ELVIS COSTELLO MAKES LONG-OVERDUE RETURN TO CALGARY

Calgary Sun: Gerry Krochak: December 10th 2016

Elvis was in the building.

Call it an early Christmas present for fans, or a wonderful gift in support of the Owen Hart Foundation … either way, it was difficult not to feel the warm glow inside the Southern Alberta Jubilee Auditorium on Saturday night.

From punk to pub rock, everything in between and everything on the outside, Elvis Costello has always got away with doing whatever he wants because, well, he’s good at all of it.

That and, despite his near-legendary status, he prefers to toil on the periphery. His greatest expectations have always begun and ended with himself — we’ve just been along for the wonderful ride, which has now lasted 40 years … and counting.

Following the eloquent words of Dr. Martha Hart to open this special evening, the now-62-year-old former Declan Patrick McManus, smiled broadly while receiving a long, warm, enthusiastic welcome … merely for walking onto the Jube stage. Now, that’s respect!

While it’s true we’re all aging at the same clip, it wouldn’t take long to understand that some are just doing it more gracefully and joyfully than others.

On a clean, well-lit stage featuring a giant old-school television, and littered only with a baby grand piano and about a half dozen guitars, Costello spoke not a word, but went straight to his work, launching into 1977’s (Angels Wanna Wear My) Red Shoes, as well as Poison Moon and While Accidents Will Happen at the front end of a set that would clock in at two hours.

“It seems like just yesterday,” Costello mused, taking a good, long look around his surroundings. “But it’s been 38 years last I last stood on this stage.”

The wide range of admirers (20- and 30-something hipsters, and, mostly, 40- and 50-something musos who were there when new wave and punk were a thing) hooted and hollered while embracing the past and the present.

In keeping with a career of perpetual musical motion, Costello finds new ways to play old songs — his own, or those of others.

His sparse arrangement of Ascension Day gave it an emotion not even felt within the grooves of the 2006 Allan Toussaint collaboration, The River In Reverse (on vinyl, of course), while Everyday I Write The Book from 1983’s Punch The Clock leaped from the PA with the (albeit quieter) intensity of his late ’70s new wave and punk halcyon days.

The unpredictable set list ebbed and flowed through Church Underground, the piano-fuelled melancholy of Shipbuilding and Deep Dark Truthful Mirror from 1989’s Spike, in each case, and in a Dylan-esque manner, regurgitating old lyrics in new, interesting ways, which he sees fit. True artistry isn’t so easily defined or explained in 2016, and often Costello proves that it doesn’t need to be.

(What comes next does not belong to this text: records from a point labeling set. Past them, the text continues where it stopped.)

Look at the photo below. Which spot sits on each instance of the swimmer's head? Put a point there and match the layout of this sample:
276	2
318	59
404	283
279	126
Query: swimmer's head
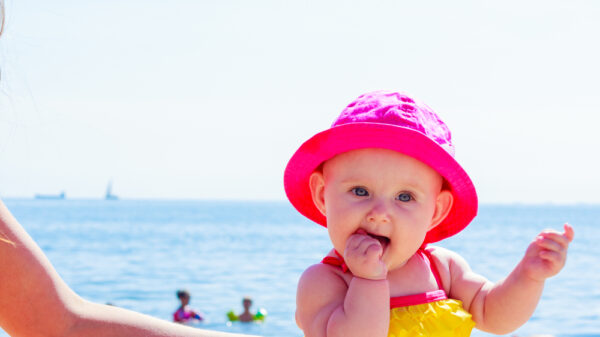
247	302
184	296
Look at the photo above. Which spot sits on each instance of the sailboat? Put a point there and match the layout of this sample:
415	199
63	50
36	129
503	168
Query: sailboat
60	196
109	195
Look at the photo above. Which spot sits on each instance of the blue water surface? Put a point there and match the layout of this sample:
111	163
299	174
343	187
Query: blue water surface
137	253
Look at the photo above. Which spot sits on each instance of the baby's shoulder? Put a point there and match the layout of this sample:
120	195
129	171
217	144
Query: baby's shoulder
323	275
443	255
448	263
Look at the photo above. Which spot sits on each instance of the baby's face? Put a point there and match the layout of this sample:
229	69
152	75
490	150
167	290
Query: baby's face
391	196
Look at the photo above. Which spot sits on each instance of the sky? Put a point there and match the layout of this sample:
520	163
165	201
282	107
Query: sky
191	99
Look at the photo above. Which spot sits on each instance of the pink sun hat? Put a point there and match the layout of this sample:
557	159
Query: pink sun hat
385	120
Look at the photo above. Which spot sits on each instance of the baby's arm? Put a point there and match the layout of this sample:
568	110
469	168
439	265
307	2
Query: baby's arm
502	307
328	306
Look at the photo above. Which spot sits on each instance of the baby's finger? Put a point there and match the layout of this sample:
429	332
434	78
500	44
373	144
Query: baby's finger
549	244
355	240
552	256
560	238
569	232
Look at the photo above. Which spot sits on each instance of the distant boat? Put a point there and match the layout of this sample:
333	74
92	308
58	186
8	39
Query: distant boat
109	195
60	196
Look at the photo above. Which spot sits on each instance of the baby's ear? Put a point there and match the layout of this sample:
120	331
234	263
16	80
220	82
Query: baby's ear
443	205
317	190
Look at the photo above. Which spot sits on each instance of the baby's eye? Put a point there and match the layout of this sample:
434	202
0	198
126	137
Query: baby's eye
359	191
404	197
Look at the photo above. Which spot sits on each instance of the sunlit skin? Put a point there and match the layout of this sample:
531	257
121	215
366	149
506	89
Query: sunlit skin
379	206
378	218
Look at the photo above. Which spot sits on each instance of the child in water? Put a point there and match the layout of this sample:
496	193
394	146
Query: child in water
246	316
184	313
384	181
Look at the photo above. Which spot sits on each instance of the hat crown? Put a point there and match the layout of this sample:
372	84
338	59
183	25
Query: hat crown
397	109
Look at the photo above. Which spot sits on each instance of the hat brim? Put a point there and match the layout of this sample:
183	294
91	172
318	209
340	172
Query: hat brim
329	143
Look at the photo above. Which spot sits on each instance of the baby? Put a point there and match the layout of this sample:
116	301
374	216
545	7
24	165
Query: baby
384	181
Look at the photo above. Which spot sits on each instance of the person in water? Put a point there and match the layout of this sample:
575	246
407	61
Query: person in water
184	313
384	181
246	316
35	300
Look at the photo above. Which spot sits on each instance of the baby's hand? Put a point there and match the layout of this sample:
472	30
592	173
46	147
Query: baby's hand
547	254
363	256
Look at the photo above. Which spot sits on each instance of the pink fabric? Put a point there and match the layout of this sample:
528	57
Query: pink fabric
403	301
386	120
428	297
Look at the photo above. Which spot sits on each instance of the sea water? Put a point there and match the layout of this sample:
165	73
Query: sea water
136	253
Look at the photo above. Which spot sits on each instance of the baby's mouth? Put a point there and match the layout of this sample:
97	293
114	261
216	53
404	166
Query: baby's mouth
383	240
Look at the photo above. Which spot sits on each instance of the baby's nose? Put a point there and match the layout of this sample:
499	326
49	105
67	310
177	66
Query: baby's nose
378	213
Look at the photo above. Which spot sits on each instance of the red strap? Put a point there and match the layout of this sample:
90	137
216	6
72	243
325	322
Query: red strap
433	267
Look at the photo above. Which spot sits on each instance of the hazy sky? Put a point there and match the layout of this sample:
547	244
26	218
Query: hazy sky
209	99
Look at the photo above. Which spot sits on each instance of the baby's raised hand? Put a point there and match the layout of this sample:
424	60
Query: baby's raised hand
547	254
363	256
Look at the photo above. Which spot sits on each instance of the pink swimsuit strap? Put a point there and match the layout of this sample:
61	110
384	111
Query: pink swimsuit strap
403	301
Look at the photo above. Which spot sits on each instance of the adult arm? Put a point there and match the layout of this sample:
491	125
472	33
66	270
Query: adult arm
35	301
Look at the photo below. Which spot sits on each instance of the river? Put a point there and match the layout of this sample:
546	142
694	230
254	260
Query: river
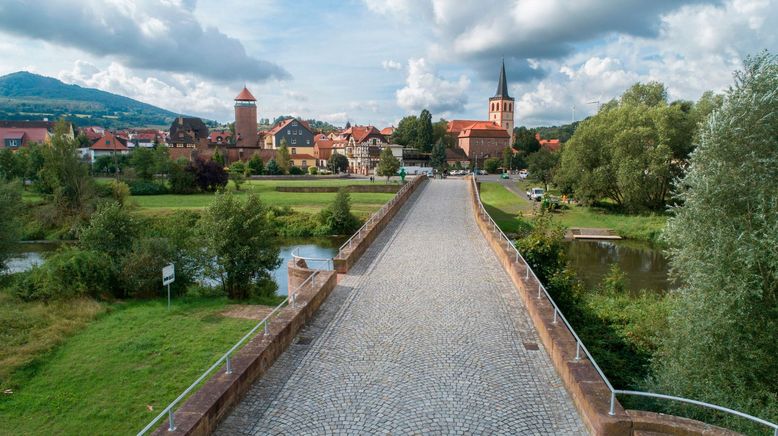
645	266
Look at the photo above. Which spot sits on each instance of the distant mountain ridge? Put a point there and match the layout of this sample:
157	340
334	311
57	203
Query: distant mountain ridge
28	96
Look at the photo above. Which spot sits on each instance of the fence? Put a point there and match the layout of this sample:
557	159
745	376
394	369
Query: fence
543	293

Bespectacled (of course) and looking sharp in a black suit and jaunty red hat, his constantly entertaining stories and child-like curiosity of music history is evident through everything from the (thus far) unreleased gems, No Man’s Woman and A Face In The Crowd, to the 1930 Roy Turk-penned jazz number Walkin’ My Baby Back Home and the electric burst of 1977’s Watching The Detectives.

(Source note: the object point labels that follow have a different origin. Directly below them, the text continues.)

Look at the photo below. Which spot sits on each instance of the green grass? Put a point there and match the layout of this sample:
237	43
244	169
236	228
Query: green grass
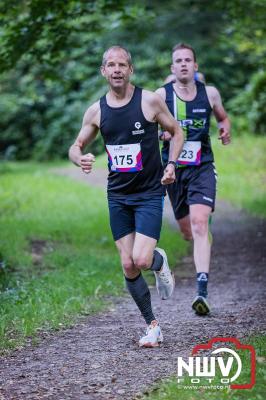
58	258
241	170
171	390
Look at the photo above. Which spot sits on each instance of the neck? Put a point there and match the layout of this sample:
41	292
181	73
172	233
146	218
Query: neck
121	93
186	87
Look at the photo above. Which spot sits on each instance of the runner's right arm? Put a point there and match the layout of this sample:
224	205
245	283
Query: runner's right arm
87	134
164	134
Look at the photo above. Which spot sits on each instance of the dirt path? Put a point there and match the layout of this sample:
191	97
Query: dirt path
99	358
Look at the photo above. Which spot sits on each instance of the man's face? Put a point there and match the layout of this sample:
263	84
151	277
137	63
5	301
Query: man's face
117	70
184	65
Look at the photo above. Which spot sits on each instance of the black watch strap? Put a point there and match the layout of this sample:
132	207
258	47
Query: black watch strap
172	162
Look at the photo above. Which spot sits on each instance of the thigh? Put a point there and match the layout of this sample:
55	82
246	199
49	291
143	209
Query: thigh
144	247
148	217
202	186
122	220
177	193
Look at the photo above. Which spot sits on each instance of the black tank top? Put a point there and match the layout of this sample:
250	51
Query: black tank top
194	118
134	160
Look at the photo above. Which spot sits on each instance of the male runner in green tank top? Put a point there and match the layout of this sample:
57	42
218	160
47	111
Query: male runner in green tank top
193	194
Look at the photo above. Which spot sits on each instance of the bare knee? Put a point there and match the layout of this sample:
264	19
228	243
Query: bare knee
199	226
186	234
129	268
185	228
142	261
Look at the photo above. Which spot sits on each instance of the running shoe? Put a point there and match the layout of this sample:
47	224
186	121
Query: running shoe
165	281
153	336
200	305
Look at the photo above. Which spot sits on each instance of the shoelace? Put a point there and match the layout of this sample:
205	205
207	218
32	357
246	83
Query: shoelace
165	277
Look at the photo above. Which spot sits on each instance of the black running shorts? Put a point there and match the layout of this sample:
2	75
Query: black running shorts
142	215
193	185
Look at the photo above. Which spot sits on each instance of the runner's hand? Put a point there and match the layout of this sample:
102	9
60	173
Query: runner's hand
86	162
169	175
224	136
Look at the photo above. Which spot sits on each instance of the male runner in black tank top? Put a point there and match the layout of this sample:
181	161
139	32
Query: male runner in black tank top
127	118
193	193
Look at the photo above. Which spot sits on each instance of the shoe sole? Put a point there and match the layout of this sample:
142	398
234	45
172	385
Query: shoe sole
201	307
150	345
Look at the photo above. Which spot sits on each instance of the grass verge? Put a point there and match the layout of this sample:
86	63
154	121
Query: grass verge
241	170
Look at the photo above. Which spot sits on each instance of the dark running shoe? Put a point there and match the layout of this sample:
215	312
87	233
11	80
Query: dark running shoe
200	305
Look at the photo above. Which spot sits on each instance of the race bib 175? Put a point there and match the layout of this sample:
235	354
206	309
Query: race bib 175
124	157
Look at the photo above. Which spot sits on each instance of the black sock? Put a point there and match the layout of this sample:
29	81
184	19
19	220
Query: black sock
157	261
139	290
202	281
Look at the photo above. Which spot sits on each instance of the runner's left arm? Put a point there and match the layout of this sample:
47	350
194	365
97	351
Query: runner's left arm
169	124
220	114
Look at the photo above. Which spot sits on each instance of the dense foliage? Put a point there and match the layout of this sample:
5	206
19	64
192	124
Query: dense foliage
50	53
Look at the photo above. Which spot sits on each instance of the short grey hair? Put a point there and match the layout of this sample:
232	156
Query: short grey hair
129	59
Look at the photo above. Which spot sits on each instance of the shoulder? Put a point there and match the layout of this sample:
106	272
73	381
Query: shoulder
161	92
212	92
213	95
152	98
92	114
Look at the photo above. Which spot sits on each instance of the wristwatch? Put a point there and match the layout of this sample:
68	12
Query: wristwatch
172	162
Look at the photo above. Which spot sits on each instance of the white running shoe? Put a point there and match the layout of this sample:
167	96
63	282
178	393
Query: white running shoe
153	336
165	281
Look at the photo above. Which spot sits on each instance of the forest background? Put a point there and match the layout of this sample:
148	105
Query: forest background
50	54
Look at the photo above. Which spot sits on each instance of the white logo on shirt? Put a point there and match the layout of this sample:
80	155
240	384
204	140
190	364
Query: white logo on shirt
138	131
199	110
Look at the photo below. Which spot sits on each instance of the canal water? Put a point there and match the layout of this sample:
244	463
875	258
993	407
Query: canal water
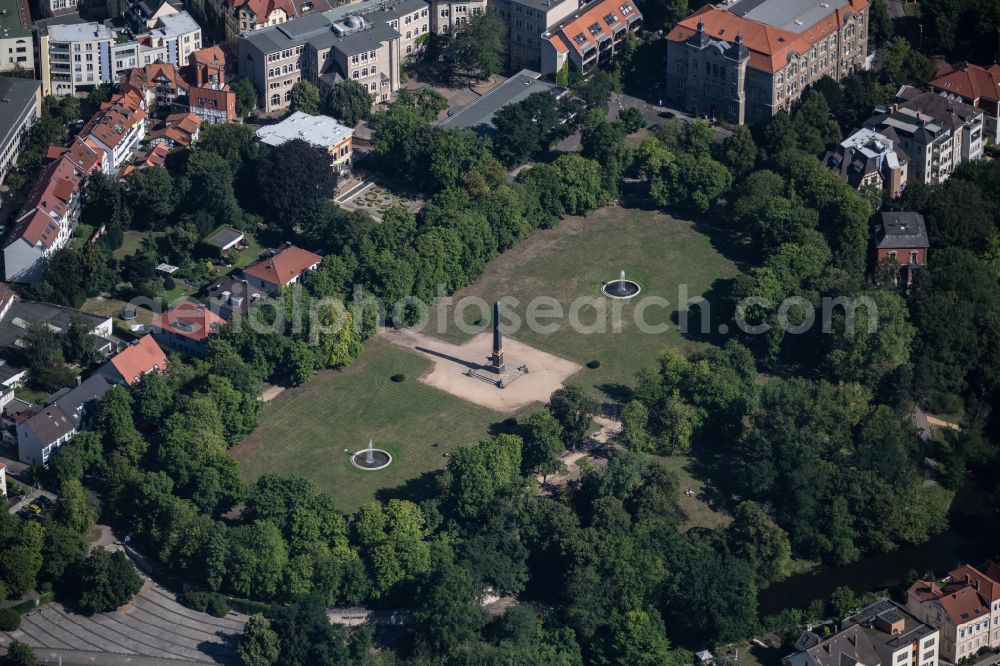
971	538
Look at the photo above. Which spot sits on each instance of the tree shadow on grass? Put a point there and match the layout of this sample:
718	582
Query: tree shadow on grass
715	325
419	488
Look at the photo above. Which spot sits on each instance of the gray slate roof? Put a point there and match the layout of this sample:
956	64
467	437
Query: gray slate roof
20	93
902	230
478	114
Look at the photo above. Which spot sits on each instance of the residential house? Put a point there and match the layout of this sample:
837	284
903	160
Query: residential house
186	327
50	213
179	129
134	362
281	267
331	47
593	36
65	413
938	134
76	57
743	61
118	127
20	315
976	86
867	158
229	297
965	607
901	237
16	47
20	107
881	634
320	131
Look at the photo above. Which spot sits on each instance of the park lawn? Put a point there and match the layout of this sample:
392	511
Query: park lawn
305	430
132	242
81	234
699	512
574	260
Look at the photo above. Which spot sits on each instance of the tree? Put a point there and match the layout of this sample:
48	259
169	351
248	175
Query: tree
447	607
305	97
573	408
246	96
542	443
106	581
71	509
479	44
526	128
291	176
879	24
350	102
756	539
259	643
639	638
20	654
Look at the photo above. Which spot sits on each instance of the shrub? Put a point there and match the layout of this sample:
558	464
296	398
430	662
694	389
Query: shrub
10	619
206	602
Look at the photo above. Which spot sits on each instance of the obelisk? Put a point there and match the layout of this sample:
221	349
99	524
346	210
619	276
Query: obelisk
497	358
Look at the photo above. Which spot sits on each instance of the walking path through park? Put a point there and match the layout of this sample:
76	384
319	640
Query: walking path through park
152	630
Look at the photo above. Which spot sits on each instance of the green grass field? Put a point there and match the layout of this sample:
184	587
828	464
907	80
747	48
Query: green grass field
575	259
305	430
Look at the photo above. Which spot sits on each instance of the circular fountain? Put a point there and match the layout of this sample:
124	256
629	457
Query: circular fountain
371	458
621	288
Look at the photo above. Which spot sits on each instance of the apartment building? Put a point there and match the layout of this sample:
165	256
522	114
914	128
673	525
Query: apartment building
591	37
743	61
937	133
20	107
881	634
320	131
74	58
326	49
965	607
527	21
869	159
16	48
974	85
446	15
46	221
117	128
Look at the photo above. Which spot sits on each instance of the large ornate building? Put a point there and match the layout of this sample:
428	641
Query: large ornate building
743	61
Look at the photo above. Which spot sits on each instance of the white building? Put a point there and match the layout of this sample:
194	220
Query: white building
16	50
321	131
78	57
21	105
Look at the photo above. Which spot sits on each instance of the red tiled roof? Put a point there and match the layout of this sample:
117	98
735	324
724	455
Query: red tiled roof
190	320
970	81
770	47
262	9
283	266
139	359
115	118
576	32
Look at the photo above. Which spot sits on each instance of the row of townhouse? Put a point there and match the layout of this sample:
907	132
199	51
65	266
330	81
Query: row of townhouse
46	221
368	41
20	107
200	88
76	57
743	61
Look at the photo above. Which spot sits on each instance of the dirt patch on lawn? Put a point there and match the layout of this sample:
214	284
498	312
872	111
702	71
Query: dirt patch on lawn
451	364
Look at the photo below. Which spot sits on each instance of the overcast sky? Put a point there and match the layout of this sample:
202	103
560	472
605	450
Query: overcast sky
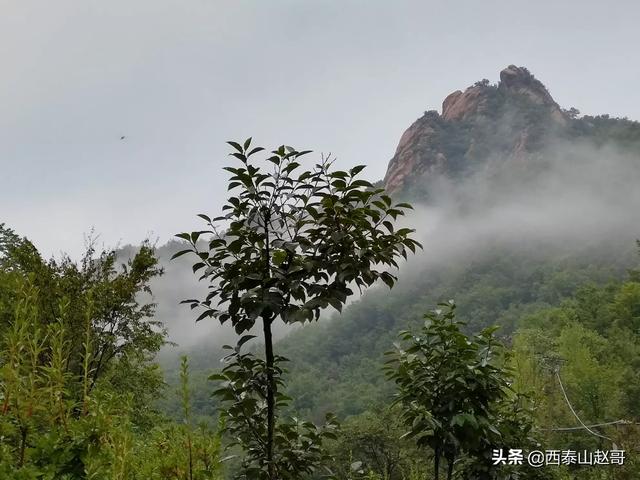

In a rare bout of true nostalgia, many 40-something fans in attendance remembered why they fell in love with Veronica — a terrific interpretation. Some crushes just never go away.

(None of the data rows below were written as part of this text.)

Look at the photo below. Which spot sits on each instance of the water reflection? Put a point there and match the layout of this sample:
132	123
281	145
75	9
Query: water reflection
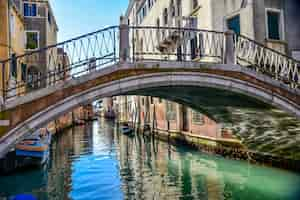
97	162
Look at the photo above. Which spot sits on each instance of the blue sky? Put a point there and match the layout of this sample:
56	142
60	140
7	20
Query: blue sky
77	17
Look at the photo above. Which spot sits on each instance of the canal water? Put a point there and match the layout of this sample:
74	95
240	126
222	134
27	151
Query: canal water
96	161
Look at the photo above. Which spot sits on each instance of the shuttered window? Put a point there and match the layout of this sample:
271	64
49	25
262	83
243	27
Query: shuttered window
273	21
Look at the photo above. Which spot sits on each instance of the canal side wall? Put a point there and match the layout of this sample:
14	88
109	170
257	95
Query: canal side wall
226	148
75	117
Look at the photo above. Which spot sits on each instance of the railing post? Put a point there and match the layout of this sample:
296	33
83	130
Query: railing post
124	40
229	56
3	84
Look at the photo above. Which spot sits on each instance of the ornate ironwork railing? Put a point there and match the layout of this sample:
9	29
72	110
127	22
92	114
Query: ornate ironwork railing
87	53
50	65
178	44
268	61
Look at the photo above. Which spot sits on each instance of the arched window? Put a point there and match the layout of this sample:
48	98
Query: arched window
172	8
179	8
157	30
195	4
165	16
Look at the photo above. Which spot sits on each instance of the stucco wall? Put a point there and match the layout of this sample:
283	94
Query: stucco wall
292	16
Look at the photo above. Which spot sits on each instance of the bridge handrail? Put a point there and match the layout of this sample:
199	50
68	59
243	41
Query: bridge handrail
278	65
175	28
60	43
268	48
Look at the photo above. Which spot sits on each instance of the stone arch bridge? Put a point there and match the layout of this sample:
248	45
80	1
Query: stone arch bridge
207	70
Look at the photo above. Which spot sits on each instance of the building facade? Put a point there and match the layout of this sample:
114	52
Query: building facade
270	22
11	42
40	31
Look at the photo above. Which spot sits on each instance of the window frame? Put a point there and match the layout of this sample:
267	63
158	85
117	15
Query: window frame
232	17
201	118
38	39
281	23
30	5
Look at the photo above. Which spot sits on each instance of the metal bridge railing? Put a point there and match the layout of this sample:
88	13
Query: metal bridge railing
53	64
85	54
268	61
176	44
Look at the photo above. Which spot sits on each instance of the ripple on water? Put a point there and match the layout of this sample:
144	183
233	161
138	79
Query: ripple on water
97	162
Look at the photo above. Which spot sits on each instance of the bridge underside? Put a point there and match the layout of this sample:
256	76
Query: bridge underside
260	126
228	94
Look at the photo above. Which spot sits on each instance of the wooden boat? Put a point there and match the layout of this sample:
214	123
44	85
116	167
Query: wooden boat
34	150
23	197
126	129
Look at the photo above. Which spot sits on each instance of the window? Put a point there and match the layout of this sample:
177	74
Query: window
194	48
23	70
172	7
13	66
165	17
234	24
32	40
273	25
143	101
12	25
197	118
171	111
178	5
49	18
30	10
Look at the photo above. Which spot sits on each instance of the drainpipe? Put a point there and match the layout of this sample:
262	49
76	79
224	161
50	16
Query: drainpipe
9	28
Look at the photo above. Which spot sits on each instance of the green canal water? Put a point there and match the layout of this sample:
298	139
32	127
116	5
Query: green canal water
96	161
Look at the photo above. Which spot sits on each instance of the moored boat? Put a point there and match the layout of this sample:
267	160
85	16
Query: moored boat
34	150
126	129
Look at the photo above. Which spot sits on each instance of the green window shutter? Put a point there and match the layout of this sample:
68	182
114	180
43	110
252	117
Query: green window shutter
234	24
273	25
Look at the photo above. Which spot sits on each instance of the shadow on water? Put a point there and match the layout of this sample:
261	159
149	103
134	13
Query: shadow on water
96	161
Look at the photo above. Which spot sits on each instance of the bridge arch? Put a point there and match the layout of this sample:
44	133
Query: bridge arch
139	78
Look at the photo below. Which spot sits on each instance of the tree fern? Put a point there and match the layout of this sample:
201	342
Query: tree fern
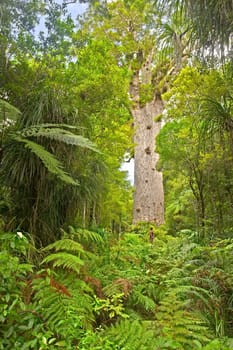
175	322
65	260
67	315
130	335
7	111
50	162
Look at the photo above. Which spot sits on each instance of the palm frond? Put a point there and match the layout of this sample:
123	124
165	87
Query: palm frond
7	111
58	134
50	162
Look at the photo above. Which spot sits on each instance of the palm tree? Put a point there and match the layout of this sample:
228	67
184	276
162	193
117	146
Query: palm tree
32	167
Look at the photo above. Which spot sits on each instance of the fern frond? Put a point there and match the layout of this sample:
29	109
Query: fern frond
8	111
131	335
50	162
87	236
65	260
60	135
138	298
65	244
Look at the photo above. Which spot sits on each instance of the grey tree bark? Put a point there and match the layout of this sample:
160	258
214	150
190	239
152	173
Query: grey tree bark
148	182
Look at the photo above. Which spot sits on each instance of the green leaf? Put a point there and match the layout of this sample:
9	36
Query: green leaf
50	162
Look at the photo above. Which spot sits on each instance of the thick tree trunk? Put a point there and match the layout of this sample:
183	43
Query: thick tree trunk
148	182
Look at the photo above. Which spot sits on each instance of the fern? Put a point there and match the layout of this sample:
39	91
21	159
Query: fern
67	315
65	260
50	162
175	322
83	235
130	335
7	111
65	244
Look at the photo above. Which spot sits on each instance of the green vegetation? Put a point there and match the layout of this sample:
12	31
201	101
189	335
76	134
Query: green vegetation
75	273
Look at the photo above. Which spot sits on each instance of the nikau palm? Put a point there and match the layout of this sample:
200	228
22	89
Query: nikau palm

(What’s So Funny ’Bout) Peace, Love And Understanding … on this night, absolutely nothing at all.

The Owen Hart Foundation is a tremendous organization for which all Calgarians can be extremely proud. Its mandate, “providing opportunities for hard-working people who have limited resources and unlimited potential,” is the bountiful cake.

Last night’s opportunity of an unforgettable evening with a world-class artist is the best icing Costello fans, and music fans in general, could ever have hoped for.

It was, indeed, a Merry Christmas wish for us all.